As it is clearly seen from the data in Table 2, the effect of GA is much greater in dwarf plants than that in normal plants. The quadrant data that was used for the comparison of the effect of GA on normal plants and dwarf plants was Q3 and Q4.

The GA treated plants had fewer nodes than that in control plants. Thus the datas above support the hypothesis of this experiment; that is dwarf mutants are short because they do not produce as much GA as normal plants and it is the lack of GA in the dwarf cultivars which is the main variable preventing the stem elongation. The conclusions were based upon the means taken from a large population of experimental plants shown in Figure 3. Means of two plants provide better approximation of one plant and so a better approximation can be reached by using the means of a large population.

From this experiment, it is seen that dwarfism of the pea plants is due to the fact that they cannot produce normal amounts of GA; thus it supports the hypothesis of this experiment.

Proving or disproving a hypothesis means either accepting or rejecting a hypothesis based on the experiment carried out.
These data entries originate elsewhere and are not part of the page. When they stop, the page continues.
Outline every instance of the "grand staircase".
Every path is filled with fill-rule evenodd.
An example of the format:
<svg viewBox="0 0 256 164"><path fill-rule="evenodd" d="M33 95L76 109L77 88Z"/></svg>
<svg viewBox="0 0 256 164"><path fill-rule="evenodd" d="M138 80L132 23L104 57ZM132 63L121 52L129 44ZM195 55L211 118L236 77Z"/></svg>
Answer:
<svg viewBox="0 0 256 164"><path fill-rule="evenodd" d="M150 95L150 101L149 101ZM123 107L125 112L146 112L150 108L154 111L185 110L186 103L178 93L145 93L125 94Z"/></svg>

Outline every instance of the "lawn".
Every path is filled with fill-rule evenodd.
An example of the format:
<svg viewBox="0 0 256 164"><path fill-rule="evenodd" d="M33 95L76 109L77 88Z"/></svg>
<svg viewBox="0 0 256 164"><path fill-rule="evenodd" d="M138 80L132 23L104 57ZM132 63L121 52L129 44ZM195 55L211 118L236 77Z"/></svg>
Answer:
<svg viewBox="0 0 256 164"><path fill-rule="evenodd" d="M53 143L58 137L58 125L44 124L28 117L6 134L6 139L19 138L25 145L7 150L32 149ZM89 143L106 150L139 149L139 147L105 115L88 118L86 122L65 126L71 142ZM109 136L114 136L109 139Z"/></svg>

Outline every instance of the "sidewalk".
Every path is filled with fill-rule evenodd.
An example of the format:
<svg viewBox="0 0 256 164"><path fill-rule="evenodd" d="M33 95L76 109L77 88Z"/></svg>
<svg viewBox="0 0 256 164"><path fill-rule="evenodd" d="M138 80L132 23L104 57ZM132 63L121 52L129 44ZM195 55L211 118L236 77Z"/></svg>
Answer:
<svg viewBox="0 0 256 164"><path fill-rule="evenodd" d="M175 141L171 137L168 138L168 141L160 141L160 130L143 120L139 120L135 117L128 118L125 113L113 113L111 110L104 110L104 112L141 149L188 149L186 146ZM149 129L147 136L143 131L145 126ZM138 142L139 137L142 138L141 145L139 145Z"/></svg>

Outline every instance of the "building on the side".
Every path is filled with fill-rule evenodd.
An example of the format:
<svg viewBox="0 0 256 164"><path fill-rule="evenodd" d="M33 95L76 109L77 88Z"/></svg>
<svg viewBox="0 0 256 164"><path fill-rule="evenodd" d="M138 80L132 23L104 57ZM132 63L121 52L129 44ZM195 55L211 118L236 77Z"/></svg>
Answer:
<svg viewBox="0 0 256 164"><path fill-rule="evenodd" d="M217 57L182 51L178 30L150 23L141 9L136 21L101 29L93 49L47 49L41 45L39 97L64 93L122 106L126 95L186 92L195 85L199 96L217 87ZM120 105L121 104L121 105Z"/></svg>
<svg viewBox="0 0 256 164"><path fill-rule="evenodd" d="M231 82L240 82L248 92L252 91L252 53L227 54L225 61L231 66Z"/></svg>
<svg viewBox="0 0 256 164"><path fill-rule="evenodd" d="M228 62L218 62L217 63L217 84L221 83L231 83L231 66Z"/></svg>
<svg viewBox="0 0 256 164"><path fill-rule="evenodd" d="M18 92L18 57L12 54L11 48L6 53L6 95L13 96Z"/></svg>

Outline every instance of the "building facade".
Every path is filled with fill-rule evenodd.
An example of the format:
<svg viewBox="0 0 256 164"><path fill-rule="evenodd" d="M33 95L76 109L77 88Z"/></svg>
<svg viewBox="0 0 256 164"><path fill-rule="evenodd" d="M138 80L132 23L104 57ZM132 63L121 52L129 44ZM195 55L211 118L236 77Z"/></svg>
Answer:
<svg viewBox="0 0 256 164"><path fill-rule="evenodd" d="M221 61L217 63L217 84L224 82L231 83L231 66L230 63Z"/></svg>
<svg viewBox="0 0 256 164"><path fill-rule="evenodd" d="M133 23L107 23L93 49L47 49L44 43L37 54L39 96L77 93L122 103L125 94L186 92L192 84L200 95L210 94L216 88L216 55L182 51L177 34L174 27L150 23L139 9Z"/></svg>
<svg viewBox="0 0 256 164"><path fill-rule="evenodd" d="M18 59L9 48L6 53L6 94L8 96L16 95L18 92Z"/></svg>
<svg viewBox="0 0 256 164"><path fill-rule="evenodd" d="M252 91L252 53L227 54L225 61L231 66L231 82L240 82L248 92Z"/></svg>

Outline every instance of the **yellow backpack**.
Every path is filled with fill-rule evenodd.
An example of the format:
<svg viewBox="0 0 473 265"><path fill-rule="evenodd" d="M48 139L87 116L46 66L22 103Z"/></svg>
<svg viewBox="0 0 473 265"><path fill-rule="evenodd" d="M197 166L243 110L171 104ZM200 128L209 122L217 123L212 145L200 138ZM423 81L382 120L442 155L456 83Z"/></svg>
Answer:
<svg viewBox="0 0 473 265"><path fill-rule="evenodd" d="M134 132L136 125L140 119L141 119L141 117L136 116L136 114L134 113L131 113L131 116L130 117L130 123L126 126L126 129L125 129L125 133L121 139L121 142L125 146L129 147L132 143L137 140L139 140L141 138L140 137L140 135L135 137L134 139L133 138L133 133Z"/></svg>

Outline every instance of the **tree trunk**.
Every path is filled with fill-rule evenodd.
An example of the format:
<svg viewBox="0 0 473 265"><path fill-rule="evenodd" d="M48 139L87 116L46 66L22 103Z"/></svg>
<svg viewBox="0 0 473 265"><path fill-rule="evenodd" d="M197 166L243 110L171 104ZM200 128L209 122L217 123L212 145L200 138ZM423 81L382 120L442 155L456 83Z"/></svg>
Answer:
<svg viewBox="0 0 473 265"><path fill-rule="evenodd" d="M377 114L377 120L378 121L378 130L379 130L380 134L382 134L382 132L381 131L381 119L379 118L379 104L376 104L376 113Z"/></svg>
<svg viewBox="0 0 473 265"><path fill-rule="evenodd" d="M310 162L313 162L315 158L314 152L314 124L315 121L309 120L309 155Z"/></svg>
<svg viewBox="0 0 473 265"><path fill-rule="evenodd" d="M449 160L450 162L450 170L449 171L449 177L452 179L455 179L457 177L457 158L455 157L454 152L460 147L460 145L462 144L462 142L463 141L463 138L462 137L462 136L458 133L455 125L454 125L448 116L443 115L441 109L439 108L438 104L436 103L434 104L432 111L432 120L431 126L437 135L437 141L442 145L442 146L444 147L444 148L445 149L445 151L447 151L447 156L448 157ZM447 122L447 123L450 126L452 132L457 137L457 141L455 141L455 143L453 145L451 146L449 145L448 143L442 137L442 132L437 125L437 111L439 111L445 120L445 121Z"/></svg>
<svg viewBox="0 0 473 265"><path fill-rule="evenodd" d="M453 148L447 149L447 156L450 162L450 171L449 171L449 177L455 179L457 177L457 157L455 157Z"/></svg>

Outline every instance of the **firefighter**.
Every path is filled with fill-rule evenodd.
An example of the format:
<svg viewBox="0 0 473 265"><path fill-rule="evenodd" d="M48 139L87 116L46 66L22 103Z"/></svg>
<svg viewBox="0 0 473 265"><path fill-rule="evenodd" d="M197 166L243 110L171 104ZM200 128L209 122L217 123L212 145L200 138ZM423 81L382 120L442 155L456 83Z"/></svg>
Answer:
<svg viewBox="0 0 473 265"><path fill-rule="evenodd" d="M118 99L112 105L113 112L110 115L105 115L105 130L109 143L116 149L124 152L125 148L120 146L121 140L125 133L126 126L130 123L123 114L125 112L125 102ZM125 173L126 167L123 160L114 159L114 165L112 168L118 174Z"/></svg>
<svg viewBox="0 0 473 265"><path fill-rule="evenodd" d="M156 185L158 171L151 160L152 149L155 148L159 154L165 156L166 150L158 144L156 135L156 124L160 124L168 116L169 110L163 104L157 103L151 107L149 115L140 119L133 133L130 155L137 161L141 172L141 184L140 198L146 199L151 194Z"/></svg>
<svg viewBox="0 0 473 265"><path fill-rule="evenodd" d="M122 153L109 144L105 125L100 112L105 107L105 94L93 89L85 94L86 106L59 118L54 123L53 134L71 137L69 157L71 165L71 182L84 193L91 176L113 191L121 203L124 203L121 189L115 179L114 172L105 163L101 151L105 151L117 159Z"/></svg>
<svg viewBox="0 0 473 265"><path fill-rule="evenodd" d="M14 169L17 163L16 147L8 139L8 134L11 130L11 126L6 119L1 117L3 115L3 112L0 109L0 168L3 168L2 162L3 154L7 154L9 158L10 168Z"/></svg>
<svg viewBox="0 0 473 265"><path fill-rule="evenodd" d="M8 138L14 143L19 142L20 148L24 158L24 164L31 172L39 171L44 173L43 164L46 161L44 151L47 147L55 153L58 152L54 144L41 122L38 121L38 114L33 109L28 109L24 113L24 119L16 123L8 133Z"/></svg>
And it is only then that a hypothesis can be supported by the evidence; a hypothesis can never be completely proven correct but it can be proven incorrect.

Works cited

Paul Kahn, Giuseppe Attoma, Valérie de Berardinis, Vincent Maloron, and Laurent Giacobino. "Mendel's Experiments and Mendel's Law."

Mendel Museum of Genetics. URL: http://www.mendel (Februry 2nd 2004).

Dr. William Jensen, "Plant Biology 101 Recitation Manual".

Plants, People and the Environment. The Ohio State University (2003).